O disco de estúdio “Mariana e Mestrinho”, produzido por Tó Brandileone (5 a Seco), apresenta repertório inédito e também clássicos do forró, mas pautados no discurso que repensa os preconceitos comuns no gênero, sobretudo com relação ao machismo. Os dois fizeram o primeiro registro juntos durante a pandemia, no festival Coala de 2020, em uma versão virtual e a afinidade dos dois tornou o projeto de um álbum juntos inevitável.
A bênção do mestre
Em 2013, Mariana filmava um documentário dedicado à trajetória de Dominguinhos e o visitava com frequência no hospital, esbarrando sempre na recepção com um sanfoneiro e sua sanfona. “Quando eu cheguei lá e vi a sanfona dele, falei: ‘ah, ele deve estar saindo de algum show’. Aí quando eu subi, a Guadalupe (ex-mulher de Dominguinhos) falou: ‘não, Mari. Ele vem todos os dias tocar para o Dominguinhos”, lembra a artista.
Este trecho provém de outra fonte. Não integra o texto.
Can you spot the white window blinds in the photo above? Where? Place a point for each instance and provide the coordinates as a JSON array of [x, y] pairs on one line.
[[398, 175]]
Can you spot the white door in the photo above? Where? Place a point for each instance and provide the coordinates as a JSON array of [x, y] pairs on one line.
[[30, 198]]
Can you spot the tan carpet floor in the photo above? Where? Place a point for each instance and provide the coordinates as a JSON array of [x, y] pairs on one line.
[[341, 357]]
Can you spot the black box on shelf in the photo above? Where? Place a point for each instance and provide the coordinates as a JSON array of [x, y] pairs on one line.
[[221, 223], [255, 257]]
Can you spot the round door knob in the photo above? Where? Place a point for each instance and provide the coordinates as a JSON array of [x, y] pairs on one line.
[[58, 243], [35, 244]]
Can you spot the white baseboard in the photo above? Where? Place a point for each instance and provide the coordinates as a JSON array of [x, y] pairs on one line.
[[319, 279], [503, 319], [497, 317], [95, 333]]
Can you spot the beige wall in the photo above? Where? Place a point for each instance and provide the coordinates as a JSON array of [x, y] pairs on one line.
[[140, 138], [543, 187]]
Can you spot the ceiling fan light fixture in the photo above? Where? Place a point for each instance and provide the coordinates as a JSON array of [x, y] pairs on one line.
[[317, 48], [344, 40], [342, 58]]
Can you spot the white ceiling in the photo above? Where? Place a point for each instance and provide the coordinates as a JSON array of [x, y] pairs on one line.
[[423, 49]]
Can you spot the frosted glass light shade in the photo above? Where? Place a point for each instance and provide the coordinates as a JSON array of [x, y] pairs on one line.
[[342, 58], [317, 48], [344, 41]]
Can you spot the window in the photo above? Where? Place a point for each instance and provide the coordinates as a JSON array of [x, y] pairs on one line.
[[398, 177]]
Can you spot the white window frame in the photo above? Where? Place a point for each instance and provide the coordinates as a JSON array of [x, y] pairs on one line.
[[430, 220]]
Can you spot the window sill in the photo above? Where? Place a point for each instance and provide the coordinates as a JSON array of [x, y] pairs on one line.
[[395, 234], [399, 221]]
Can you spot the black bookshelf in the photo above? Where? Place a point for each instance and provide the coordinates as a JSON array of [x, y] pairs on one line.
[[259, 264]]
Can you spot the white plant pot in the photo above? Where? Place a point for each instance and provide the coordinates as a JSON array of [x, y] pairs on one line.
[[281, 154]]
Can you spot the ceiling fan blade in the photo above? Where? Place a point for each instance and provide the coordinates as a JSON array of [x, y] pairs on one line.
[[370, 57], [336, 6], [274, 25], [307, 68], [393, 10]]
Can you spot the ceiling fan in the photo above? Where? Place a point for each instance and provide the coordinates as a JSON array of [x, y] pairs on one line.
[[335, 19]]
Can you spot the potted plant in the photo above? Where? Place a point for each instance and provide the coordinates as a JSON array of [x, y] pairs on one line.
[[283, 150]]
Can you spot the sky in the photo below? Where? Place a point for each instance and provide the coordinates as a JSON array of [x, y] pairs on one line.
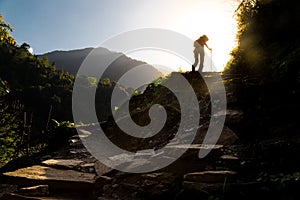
[[73, 24]]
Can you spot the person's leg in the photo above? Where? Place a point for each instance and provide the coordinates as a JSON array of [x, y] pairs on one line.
[[201, 61], [196, 55]]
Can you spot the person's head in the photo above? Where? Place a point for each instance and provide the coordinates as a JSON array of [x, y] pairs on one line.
[[204, 37]]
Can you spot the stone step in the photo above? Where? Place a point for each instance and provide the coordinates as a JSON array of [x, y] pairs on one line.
[[68, 196], [211, 176], [192, 151], [62, 163], [56, 179]]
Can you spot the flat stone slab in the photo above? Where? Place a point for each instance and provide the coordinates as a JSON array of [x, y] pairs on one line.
[[192, 150], [57, 179], [39, 190], [62, 163], [211, 176]]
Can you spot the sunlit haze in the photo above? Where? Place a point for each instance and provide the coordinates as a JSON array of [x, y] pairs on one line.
[[74, 24]]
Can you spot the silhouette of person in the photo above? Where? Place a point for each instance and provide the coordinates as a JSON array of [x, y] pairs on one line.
[[199, 50]]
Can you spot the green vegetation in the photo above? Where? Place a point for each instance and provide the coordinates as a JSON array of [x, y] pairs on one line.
[[265, 66], [32, 93]]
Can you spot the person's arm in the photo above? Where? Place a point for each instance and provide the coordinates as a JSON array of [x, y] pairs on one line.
[[207, 46]]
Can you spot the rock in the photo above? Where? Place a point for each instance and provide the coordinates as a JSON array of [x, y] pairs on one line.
[[192, 150], [57, 179], [39, 190], [211, 176], [101, 169], [230, 161], [205, 188], [62, 163], [88, 167], [12, 196], [227, 137], [6, 188], [101, 181], [234, 116]]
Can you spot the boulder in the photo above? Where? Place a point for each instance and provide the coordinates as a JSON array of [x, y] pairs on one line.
[[227, 137]]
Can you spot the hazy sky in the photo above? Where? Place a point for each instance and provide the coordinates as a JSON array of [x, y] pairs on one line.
[[72, 24]]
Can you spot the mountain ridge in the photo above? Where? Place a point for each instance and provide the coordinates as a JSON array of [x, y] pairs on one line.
[[71, 61]]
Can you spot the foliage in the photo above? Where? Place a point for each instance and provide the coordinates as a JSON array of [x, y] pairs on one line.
[[266, 62], [5, 37], [29, 88]]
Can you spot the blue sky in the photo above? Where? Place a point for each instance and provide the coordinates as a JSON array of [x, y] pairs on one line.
[[71, 24]]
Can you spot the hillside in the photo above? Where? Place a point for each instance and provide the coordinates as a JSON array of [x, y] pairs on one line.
[[70, 61]]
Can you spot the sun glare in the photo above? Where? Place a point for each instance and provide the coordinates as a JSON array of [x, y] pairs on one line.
[[215, 19], [194, 18]]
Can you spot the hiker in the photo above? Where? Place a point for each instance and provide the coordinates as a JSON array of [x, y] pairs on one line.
[[199, 50]]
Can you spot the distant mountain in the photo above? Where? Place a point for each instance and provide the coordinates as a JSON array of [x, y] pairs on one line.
[[71, 61]]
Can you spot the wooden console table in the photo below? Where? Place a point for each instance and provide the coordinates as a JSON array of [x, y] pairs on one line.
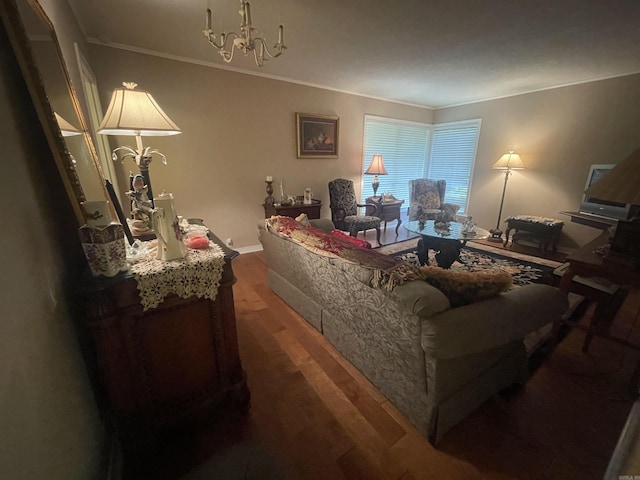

“Eu já tinha visto Mestrinho cantar em lugares, mas a gente ainda não tinha uma convivência. No hospital eu não só pude ter essa convivência como pude ver esse ser humano maravilhoso que ele é. Ele ia todos os dias tocar para Dominguinhos quando ele estava em uma situação bem difícil, na cama. E quando Mestrinho tocava, ele mexia a mãozinha e apertava a mão dele. Eu fico arrepiada só de lembrar”, recorda Mariana.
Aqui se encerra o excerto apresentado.